Often on Sunday mornings, I end worship with an invitation to “go and be a blessing to the next person you meet.” By this I mean, be a light shining in someone else’s darkness. Take a minute to listen more deeply when you ask someone, “how are you?” This could also mean, look with your heart to see the light in the next person you meet. Each of us have that light of love, some of us just have it more buried than others. In this connection, we may help each other shine a bit brighter. Such is the work of ministry, as God’s beloved community. And in this way, we will be blessed.

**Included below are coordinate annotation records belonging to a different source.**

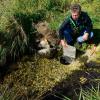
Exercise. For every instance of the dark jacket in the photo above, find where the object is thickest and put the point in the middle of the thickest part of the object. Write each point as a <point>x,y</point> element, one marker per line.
<point>83,23</point>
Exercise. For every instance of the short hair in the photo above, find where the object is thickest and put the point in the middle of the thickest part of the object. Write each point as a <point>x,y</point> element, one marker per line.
<point>75,8</point>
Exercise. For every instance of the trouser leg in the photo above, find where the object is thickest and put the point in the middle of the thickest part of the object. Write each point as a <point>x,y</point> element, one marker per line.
<point>68,36</point>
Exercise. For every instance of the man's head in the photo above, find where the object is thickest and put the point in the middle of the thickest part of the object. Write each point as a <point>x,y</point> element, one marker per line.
<point>75,11</point>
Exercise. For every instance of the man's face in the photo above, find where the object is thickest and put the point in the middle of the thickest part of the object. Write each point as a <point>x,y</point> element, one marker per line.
<point>75,15</point>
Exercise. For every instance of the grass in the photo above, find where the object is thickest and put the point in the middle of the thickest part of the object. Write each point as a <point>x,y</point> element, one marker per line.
<point>32,77</point>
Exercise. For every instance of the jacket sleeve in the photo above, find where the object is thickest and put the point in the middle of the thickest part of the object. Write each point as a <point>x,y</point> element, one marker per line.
<point>88,24</point>
<point>62,28</point>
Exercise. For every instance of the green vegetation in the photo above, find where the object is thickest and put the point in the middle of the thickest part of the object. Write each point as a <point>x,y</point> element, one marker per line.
<point>32,77</point>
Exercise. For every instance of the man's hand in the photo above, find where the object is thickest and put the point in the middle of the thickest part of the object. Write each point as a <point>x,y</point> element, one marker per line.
<point>85,36</point>
<point>63,43</point>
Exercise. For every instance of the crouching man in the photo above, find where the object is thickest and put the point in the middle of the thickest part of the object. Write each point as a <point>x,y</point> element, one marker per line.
<point>77,28</point>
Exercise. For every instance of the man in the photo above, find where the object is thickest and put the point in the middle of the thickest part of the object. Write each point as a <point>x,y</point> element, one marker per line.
<point>77,27</point>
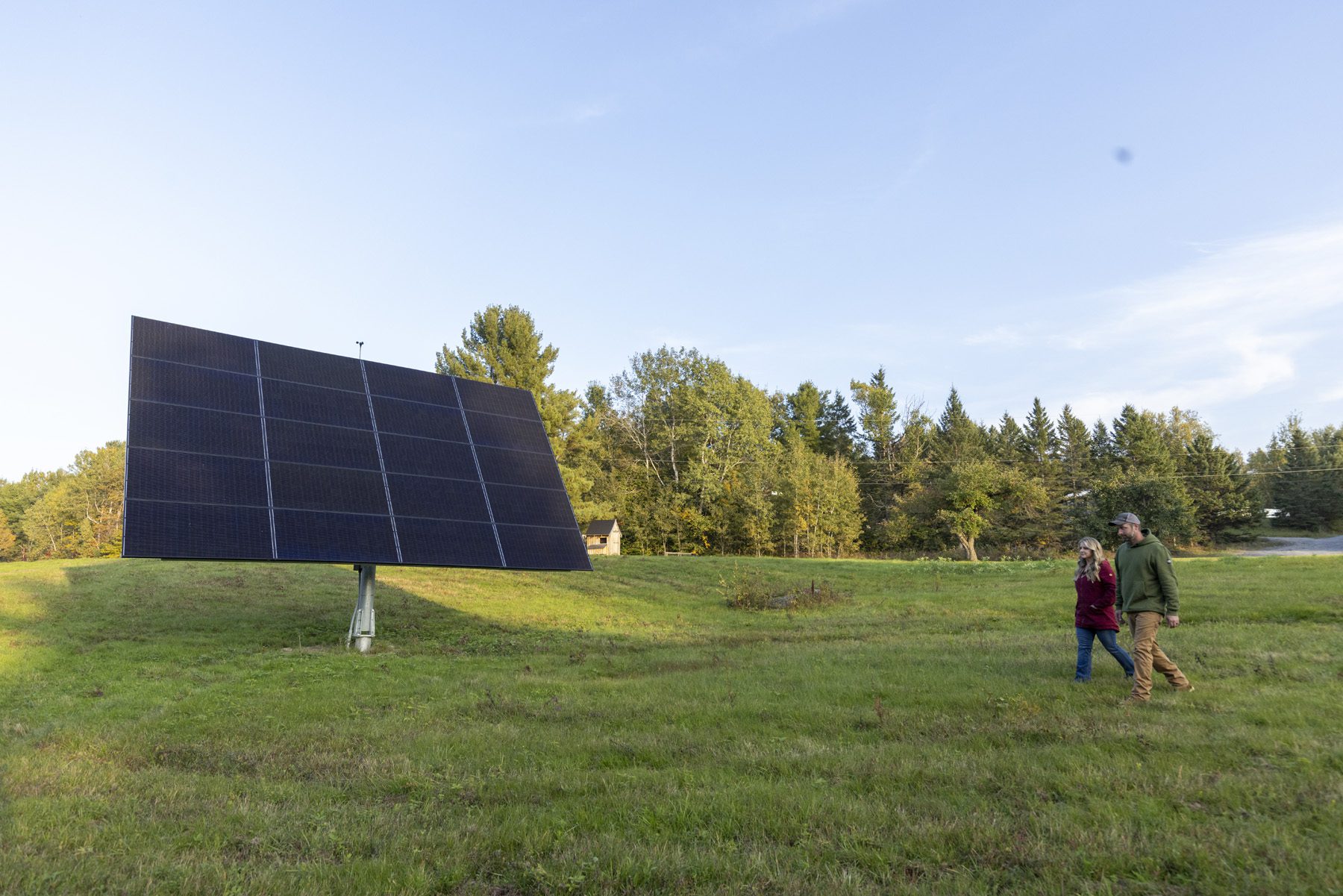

In the “Sermon on the Mount” found in the New Testament, in Matthew’s gospel (Matthew 5:1-12) Jesus shares a similar understanding of blessing, or what it means to be blessed. Just after calling his first set of disciples to follow, he sits on a hillside with them to prepare them for the trouble and transformation they will encounter by committing to follow him.
The Message* has the clearest translation:
“You’re blessed when you’re at the end of your rope. With less of you there is more of God and his rule. You’re blessed when you feel you’ve lost what is most dear to you. Only then can you be embraced by the One most dear to you. You’re blessed when you’re content with just who you are—no more, no less. That’s the moment you find yourselves proud owners of everything that can’t be bought. You’re blessed when you’ve worked up a good appetite for God. He’s food and drink in the best meal you’ll ever eat. You’re blessed when you care. At the moment of being ‘care-full,’ you find yourselves cared for. You’re blessed when you get your inside world—your mind and heart—put right. Then you can see God in the outside world. You’re blessed when you can show people how to cooperate instead of compete or fight. That’s when you discover who you really are, and your place in God’s family. You’re blessed when your commitment to God provokes persecution. The persecution drives you even deeper into God’s kingdom. . . .
Blessed are you who follow these teachings and ways of living, which are contrary to much worldly wisdom and strength.
And, may we each find our own way to this blessing, even if it takes a lifetime, striving to move more deeply into this invitation to transformation and kingdom living.
* From The Message: The Bible in Contemporary Language by Eugene H. Peterson, Navpress, 2005.